La droite libérale en Pologne tient toutes les rênes du pouvoir et sera mise au défi de procéder à des réformes attendues, après la victoire dimanche de Bronislaw Komorowski à la présidentielle contre le conservateur Jaroslaw Kaczynski qui ambitionnait de remplacer son frère défunt.
M. Komorowski, fidèle allié du Premier ministre pro-européen Donald Tusk, a recueilli 53,01% des voix contre 46,99% pour le candidat du parti nationaliste eurosceptique Droit et Justice, selon des résultats définitifs publiés lundi après-midi.
Sa victoire met fin à une difficile cohabitation entre le gouvernement et la présidence, qui dispose en Pologne d'un pouvoir de veto législatif. Elle prive dans le même temps le parti libéral Plateforme civique d'une excuse pour retarder les réformes, notent les analystes.
"Le Premier ministre a perdu un alibi pour ne pas faire de réformes", commentait lundi le quotidien conservateur Rzeczpospolita.
Le président conservateur Lech Kaczynski a fait usage 18 fois du veto pendant son mandat entamé à l'automne 2005 et écourté par sa mort dans un accident d'avion en avril. De son côté, la majorité n'a eu de cesse d'évoquer un risque de blocage présidentiel de ses initiatives.
"Plateforme ! Tu as maintenant tout le pouvoir.

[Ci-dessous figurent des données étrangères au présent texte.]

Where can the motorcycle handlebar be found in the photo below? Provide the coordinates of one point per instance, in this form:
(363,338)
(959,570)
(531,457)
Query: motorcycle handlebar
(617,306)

Montre nous ce dont tu es capable, il te reste un an", lançait, sur un ton de défi, le tabloïde Fakt.
Devant le risque de contagion de la crise financière européenne à ce pays de 38 millions d'habitants, relativement épargné, le gouvernement va naviguer entre la nécessité de mesures budgétaires impopulaires et la perspective des municipales cet automne et des législatives un an plus tard, estiment les analystes.

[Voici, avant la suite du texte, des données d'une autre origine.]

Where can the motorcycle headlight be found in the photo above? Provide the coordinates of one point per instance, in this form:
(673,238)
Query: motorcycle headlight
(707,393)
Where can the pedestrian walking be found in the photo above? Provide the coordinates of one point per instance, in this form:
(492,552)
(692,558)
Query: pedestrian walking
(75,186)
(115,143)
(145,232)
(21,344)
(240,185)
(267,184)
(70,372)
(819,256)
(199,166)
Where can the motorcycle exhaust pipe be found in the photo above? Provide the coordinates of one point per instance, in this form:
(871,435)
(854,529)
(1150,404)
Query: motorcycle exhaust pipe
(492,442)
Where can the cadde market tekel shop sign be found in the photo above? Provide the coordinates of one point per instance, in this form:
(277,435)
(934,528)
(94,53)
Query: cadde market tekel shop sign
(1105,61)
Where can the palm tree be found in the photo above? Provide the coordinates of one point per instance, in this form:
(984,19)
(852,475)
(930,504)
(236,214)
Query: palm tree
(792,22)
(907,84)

"Sauf crise majeure extérieure, le gouvernement sera très prudent pour ne pas entamer ses chances aux élections, mais suffisamment rigoureux pour éviter les risques de crise financière en Pologne", souligne Witold Orlowski, économiste de PriceWaterhouseCoopers.
"Nous avons un déficit public qui est trop élevé et une dette qui n'est pas immense, de l'ordre de 50% du PIB", a-t-il précisé.
Le déficit des finances publiques a fortement augmenté l'année dernière atteignant 7,2% du produit intérieur brut (PIB) et la Commission européenne a enjoint le pays de le ramener sous la limite des 3% d'ici à 2012.
La Pologne, seul des 27 membres de l'Union européenne à avoir maintenu la croissance en 2009, "n'est pas en crise, mais la situation est dangereuse", a dit à l'AFP M. Orlowski.
"La Plateforme civique est entre le marteau et l'enclume, entre l'attente de réformes et les élections qui approchent. Il n'y aura pas de réformes cette année", a prédit Stanislaw Mocek, politologue de l'Académie polonaise des sciences.
Parmi les réformes impopulaires évoquées pour éviter un dérapage budgétaire figurent celle des retraites, celle du système de protection sociale des agriculteurs et celle du secteur de la santé.
La priorité est "un budget très économe et responsable", a affirmé lundi au quotidien Dziennik Gazeta Prawna le ministre des Finances Jan Rostowski : "le monde extérieur est très dangereux et la crise des finances publiques qui frappe de nombreux pays d'Europe menace aussi la Pologne".
Mais, note Stanislaw Mocek, "le gouvernement est dans une situation difficile, car Komorowski a fait quelques promesses pendant la campagne et le gouvernement devra les réaliser, alors que l'Etat doit faire des économies".
Berlin voyait lundi dans le choix de M. Komorowski "un signal pro-européen fort" dans une Pologne qui assumera dans un an la présidence de l'UE. Le chef de l'Etat français Nicolas Sarkozy s'est dit "persuadé" que cette élection permettrait au pays d'affirmer "encore son rôle en Europe".